Did I say “heaven forfend”? Now my attention must properly turn to the 2010 European Lisp Symposium; there is now a website, and the Call for Papers was sent to a wide variety of Lisp-related venues, so hopefully everyone knows about it now. Cunningly, the Call for Papers failed to include any guidance on a page count for submitted papers; 15 pages in the J.UCS style is the limit – but please submit through EasyChair, not to J.UCS!

Some more emacs lisp for interacting with launchpad by email (specifically, with Gnus). Previously, I wrote some code which allowed for easy transfer of a bug report by e-mail to launchpad; I've since adapted that to add a Cc to the original reporter, so that they know the bug has been filed (sadly too late for any of the reports that I have actually filed; maybe this blog can serve as a heads-up...)

However, this doesn't solve the entire issue, which is painless and seamless interaction. Comments to bugs are delivered by mail, and filtered using the X-Launchpad-Bug header to an appropriate mail directory, but replies to those comments need to be cryptographically signed for those replies to be accepted by launchpad. How to do that? Initially, I hoped that there would be some group parameter or posting style which would automatically insert the mml code for signing; suspicion alighted on `gnus-message-replysign', but unfortunately the messages that launchpad sends aren't signed, even if the ones that are sent to it must be.

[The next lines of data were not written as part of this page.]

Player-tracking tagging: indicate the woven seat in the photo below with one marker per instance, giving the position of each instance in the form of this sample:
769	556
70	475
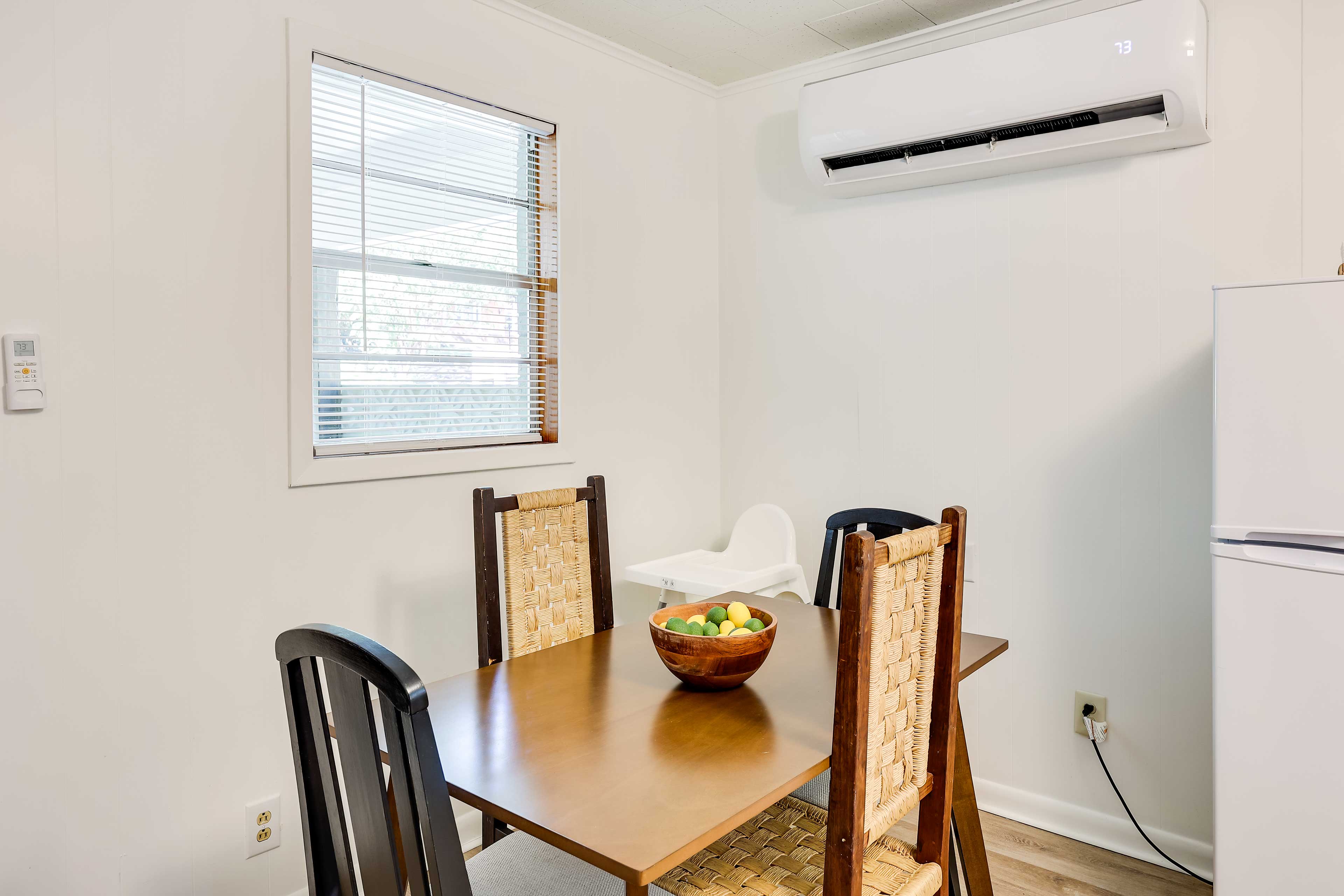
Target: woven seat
547	577
557	577
888	711
781	852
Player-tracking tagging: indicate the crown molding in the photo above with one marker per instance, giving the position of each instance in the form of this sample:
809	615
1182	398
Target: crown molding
601	45
978	27
953	33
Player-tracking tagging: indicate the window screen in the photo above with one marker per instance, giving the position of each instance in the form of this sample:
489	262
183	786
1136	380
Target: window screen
433	268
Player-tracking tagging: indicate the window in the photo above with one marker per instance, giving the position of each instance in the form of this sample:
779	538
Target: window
435	253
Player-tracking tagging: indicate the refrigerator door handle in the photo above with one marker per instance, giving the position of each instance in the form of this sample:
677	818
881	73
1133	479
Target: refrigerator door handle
1294	558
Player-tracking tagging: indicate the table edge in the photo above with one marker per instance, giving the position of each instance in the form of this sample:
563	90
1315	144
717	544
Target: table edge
998	652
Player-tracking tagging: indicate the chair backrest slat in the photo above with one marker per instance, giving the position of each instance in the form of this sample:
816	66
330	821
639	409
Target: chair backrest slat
408	817
362	773
881	522
439	825
331	870
428	858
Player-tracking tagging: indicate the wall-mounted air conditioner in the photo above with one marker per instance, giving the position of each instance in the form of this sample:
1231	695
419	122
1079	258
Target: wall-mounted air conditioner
1116	83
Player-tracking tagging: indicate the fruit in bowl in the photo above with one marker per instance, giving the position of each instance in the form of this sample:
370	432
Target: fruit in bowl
718	622
713	645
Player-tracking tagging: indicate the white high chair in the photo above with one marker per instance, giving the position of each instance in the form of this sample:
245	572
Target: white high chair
761	558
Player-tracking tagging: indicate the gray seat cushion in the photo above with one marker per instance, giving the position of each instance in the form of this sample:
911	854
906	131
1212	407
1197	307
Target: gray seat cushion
816	792
521	866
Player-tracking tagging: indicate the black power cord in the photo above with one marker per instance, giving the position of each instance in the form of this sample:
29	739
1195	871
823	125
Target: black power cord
1089	710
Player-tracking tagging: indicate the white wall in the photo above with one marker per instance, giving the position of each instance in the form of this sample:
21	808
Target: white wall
1037	348
151	548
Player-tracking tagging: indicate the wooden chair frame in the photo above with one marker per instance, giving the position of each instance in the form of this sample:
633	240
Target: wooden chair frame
842	524
846	833
490	630
424	831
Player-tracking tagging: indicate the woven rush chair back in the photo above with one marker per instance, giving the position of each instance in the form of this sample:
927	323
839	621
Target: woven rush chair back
881	522
896	694
557	569
424	856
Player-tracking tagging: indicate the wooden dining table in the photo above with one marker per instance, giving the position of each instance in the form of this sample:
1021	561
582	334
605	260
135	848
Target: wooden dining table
595	747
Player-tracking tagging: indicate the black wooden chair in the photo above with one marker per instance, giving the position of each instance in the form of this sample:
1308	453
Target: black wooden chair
882	524
402	836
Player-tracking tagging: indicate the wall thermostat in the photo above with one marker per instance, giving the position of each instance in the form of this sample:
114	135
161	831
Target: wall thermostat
25	387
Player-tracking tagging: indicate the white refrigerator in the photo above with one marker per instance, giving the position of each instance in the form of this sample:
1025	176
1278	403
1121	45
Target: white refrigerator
1279	588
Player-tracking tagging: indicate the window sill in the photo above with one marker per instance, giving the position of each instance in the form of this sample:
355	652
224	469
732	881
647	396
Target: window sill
310	471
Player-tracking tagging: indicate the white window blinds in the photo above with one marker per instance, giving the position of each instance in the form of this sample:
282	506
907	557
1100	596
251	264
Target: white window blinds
433	268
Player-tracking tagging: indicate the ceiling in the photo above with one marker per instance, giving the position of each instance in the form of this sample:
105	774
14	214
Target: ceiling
725	41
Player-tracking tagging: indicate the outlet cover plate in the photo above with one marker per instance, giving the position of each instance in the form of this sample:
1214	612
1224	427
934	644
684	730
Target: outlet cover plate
1100	715
261	816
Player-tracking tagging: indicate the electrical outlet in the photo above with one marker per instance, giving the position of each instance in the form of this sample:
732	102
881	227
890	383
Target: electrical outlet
262	825
1099	713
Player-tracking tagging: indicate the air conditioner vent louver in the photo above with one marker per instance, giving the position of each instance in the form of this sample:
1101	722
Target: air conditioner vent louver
1086	119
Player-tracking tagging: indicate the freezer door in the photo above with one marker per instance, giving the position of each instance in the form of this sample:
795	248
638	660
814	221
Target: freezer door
1279	422
1279	723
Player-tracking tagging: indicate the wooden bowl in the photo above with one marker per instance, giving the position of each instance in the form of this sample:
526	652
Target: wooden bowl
710	664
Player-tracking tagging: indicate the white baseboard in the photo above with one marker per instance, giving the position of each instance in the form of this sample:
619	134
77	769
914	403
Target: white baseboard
1092	827
468	827
1076	822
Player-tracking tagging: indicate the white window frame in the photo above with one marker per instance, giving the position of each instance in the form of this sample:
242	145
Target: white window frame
304	467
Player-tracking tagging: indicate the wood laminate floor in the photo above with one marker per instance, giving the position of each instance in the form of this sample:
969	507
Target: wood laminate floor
1029	862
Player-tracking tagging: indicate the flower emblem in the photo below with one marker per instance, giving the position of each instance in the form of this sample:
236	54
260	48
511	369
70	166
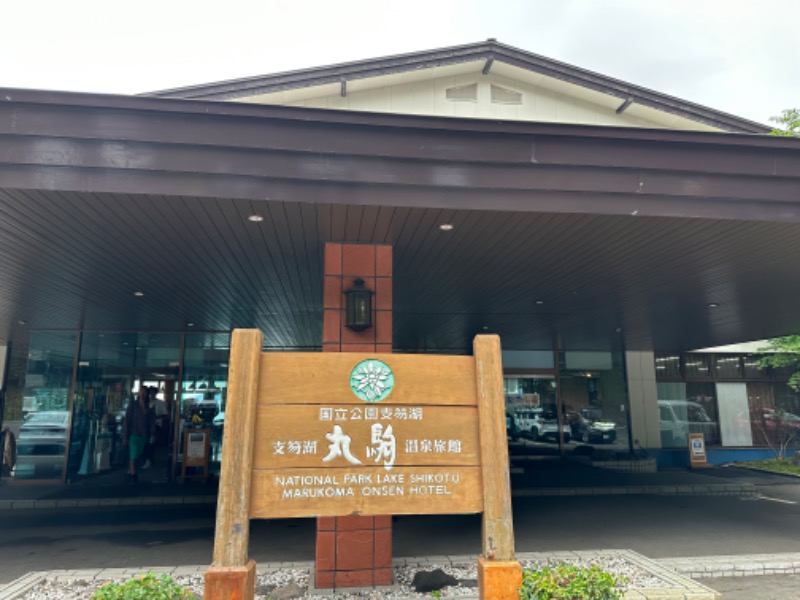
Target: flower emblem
372	380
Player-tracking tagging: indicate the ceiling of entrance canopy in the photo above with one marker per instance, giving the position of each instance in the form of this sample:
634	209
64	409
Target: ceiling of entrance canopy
126	214
76	259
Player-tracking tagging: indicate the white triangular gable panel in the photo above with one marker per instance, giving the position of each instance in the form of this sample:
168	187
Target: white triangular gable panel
425	92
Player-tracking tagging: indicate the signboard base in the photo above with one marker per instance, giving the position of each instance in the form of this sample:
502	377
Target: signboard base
231	583
697	451
499	579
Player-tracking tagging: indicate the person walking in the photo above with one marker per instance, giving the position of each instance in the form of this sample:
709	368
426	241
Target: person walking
139	429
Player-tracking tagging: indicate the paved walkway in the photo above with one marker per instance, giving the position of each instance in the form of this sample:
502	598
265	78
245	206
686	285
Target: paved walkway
674	571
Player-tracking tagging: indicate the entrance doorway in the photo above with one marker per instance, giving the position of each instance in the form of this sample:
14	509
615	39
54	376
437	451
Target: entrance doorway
112	368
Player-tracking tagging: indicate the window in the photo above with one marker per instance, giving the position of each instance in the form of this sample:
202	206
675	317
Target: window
668	366
729	367
463	93
503	95
697	365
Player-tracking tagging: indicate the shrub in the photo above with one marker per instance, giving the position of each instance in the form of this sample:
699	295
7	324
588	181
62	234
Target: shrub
145	587
568	582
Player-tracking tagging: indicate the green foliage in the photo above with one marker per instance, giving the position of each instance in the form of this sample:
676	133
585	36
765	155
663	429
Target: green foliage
789	121
776	465
145	587
786	354
568	582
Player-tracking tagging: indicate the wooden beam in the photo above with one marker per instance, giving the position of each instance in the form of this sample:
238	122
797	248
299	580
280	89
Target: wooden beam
232	533
624	106
498	527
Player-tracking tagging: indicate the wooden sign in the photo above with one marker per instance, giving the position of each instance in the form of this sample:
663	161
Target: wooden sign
196	446
333	434
697	451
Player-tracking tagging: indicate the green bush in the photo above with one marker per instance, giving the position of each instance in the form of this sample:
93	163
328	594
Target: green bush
145	587
568	582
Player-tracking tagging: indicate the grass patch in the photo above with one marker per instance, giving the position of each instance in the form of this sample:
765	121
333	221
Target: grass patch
776	465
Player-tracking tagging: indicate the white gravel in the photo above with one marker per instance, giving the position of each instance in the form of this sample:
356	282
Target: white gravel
272	583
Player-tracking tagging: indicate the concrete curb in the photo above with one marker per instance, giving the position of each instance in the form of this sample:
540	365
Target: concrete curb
735	566
679	586
713	489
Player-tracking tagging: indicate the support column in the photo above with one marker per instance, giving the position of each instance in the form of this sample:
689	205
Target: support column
355	551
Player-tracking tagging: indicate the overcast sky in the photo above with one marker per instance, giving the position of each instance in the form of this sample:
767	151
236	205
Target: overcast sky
739	56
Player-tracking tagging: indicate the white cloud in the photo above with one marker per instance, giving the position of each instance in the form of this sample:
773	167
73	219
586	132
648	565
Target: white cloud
733	55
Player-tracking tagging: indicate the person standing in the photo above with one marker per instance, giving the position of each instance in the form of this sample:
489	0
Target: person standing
139	429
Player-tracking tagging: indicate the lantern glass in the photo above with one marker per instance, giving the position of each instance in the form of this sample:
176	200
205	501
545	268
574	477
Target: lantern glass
358	307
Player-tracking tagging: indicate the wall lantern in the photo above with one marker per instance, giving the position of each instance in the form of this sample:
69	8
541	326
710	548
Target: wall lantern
358	307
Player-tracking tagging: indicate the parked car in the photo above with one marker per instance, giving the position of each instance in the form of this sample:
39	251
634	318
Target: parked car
776	417
591	428
536	424
41	445
679	418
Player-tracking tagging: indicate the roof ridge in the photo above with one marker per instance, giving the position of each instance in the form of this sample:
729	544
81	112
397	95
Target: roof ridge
488	50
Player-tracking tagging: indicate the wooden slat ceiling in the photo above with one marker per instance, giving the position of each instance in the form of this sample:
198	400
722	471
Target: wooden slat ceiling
74	260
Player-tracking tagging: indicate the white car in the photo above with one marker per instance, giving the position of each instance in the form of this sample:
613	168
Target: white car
531	423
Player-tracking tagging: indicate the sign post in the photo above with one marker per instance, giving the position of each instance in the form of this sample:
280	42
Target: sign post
697	451
362	434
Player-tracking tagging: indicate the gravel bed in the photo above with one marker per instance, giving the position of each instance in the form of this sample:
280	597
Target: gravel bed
293	583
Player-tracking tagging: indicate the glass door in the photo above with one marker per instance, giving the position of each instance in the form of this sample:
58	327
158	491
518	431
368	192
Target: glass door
112	367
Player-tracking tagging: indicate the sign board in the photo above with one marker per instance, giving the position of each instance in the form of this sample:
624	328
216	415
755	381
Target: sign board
334	434
697	450
196	445
368	434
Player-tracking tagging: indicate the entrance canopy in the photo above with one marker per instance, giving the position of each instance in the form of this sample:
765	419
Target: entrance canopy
585	235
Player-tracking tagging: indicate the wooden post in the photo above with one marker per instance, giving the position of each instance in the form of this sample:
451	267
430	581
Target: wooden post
232	576
499	575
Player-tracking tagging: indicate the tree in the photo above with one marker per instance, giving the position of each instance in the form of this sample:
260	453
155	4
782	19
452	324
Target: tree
789	123
784	352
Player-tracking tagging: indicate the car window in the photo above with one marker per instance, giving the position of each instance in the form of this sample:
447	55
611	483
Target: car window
697	414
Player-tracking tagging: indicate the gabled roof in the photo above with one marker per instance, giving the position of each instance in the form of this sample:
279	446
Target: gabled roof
488	52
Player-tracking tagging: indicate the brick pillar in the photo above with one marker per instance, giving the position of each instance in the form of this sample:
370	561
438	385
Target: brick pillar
355	551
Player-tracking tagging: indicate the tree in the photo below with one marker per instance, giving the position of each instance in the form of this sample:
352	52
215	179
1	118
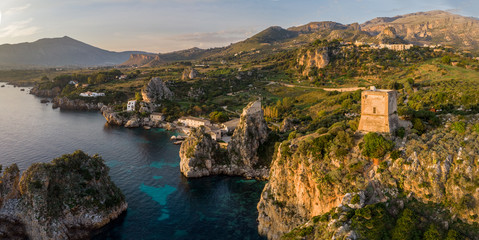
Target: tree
446	59
138	97
218	117
406	226
375	145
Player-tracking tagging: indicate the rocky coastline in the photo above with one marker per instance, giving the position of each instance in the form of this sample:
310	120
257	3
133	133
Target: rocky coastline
202	156
69	198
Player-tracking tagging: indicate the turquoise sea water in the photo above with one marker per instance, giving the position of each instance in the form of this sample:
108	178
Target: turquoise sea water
144	164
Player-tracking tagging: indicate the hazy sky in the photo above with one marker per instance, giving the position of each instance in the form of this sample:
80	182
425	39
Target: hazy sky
166	25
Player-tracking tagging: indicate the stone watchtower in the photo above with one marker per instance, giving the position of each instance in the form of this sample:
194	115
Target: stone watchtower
378	111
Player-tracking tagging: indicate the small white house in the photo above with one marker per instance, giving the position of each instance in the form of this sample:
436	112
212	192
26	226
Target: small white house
130	106
157	116
194	122
92	94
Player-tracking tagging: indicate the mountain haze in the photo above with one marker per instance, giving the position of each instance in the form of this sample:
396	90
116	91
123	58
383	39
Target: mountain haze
430	28
58	52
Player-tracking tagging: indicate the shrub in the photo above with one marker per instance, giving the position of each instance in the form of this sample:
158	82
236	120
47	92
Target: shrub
406	226
356	199
459	127
400	132
375	145
432	233
395	154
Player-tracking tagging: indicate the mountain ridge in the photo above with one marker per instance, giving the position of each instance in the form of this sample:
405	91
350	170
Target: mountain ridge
58	52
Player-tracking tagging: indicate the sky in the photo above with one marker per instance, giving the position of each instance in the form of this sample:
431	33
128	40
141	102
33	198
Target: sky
168	25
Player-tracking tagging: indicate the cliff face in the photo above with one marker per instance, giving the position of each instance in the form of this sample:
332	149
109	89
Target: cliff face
202	156
127	120
45	93
65	199
76	104
156	90
251	132
311	176
139	60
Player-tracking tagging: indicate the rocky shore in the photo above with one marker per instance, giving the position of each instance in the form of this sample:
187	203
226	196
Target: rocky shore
50	93
202	156
76	104
68	198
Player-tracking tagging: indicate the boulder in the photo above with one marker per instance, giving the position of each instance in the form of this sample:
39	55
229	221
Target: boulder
156	90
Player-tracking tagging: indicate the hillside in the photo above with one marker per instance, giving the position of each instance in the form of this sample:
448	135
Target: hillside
433	27
58	52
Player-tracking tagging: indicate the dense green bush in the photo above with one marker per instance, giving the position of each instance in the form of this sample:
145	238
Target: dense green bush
375	145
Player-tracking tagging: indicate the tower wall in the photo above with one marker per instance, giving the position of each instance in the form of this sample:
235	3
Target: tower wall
378	111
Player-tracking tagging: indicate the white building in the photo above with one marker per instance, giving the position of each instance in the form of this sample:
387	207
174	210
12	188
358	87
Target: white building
157	116
214	132
194	122
130	106
230	126
92	94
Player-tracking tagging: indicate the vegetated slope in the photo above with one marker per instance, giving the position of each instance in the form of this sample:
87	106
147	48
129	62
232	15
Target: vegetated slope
58	52
433	27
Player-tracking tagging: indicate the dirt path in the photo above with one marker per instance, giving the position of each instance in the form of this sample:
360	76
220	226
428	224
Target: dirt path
351	89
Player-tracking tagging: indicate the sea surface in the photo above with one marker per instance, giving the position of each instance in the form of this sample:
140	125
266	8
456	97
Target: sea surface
143	163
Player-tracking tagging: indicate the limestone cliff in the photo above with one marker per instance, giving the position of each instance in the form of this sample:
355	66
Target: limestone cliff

It would also seem that there isn't an appropriate hook for this; all the hooks I could find seem to be run too early, and attempts to call `mml-secure-message-sign-pgpmime' gave me errors about a corrupt mail buffer (because the body separator hadn't been set up yet). So, instead, I ended up piggy-backing on the code handling gnus-message-replysign anyway, by advising the relevant function as follows:


(defadvice gnus-summary-handle-replysign
  (after handle-launchpad-replysign activate)
  (when (string-match "list.*-launchpad" gnus-newsgroup-name)
    (mml-unsecure-message)
    (mml-secure-message-sign-pgpmime)))

The alert will note that this automatically signs not replies to messages from my sbcl-launchpad buffer, but from any of my list groups matching -launchpad. Is this just speculative generality, I hear you ask? No, because Alastair Bridgewater has kindly volunteered to participate in CLX development and release engineering, and his first and second acts were to set up a mailing list (hopefully permanent, this time, after clozure and metacircles abandonment) and a launchpad bugtracker. So if you've been building up scads of patches and annoyances with my clx branch (or even worse, the ancient 0.7.3 release), now might be a good time to attempt to report the annoyances and integrate the patches; particularly from those still-active projects with heavy CLX use (e.g. StumpWM, Eclipse (no not that one) and McCLIM).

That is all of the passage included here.